Patient Preparation For A Colonoscopy
You will be given instructions in advance that will outline what you should and should not do in preparation for colonoscopy. Central to these instructions is the need to cleanse the intestinal tract, modify diet and manage medications; be sure to read and follow those instructions. It is particularly important to inform the physician of all medications or vitamins taken regularly or if you are pregnant (or think you might be pregnant) or if you have heart, lung or other medical conditions that may need special attention, and, finally, if you have a history of bleeding disorders or if you are taking any anticoagulant (blood-thinning) medications, aspirin, or other medications that affect blood clotting. Arrangements should be made for transportation after the surgery is complete.
What to expect during and after a Colonoscopy
The procedure takes about 30 minutes to perform and is seldom remembered by the sedated patient. The sedative and pain medication usually cause most patients to dose off during the procedure. An intravenous line is inserted into the arm to administer a sedative and a painkiller. Also, your heart rate, blood pressure, respiratory rate, and oxygen level will be monitored during the procedure. Once you are fully relaxed, you will be asked to lie on your left side with your knees bent towards your chest. Your doctor will first do a rectal exam with a gloved, lubricated finger; then the lubricated colonoscope will be gently inserted into the anus and gently advanced into the rectum and colon. As the scope is slowly and carefully passed, you may feel as if you need to move your bowels, and because air is introduced to help advance the scope, you may feel some cramping or fullness. Generally, however, there is little or no discomfort. The physician will examine the colon. If a polyp is seen, it may be removed, biopsied, or left alone until a subsequent operation is performed.

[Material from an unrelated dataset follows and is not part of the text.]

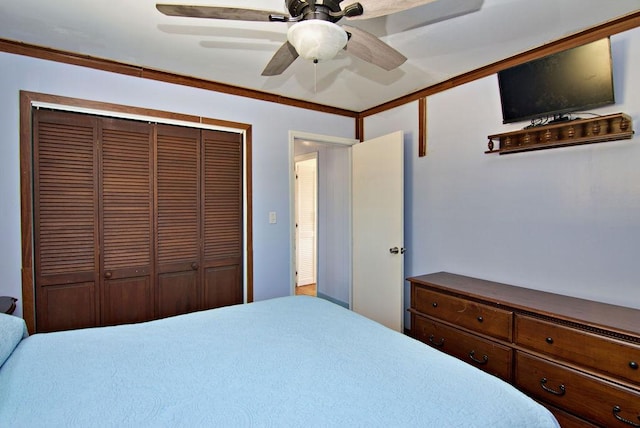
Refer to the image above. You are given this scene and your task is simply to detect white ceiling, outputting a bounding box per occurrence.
[0,0,638,112]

After the procedure is competed you will be taken to the recovery area and monitored until the medication has worn off. After recovery, the physician will explain the results to you, provide instructions on care and diet and then your driver will be allowed to take you home. It is normal to experience mild cramping or abdominal pressure following the exam. This usually subsides in an hour or so, after the air has been expelled. Notify your physician to report any of the following: fever and/or chills, frequent bloody stools, abdominal pain and/or bloating, inability to pass gas.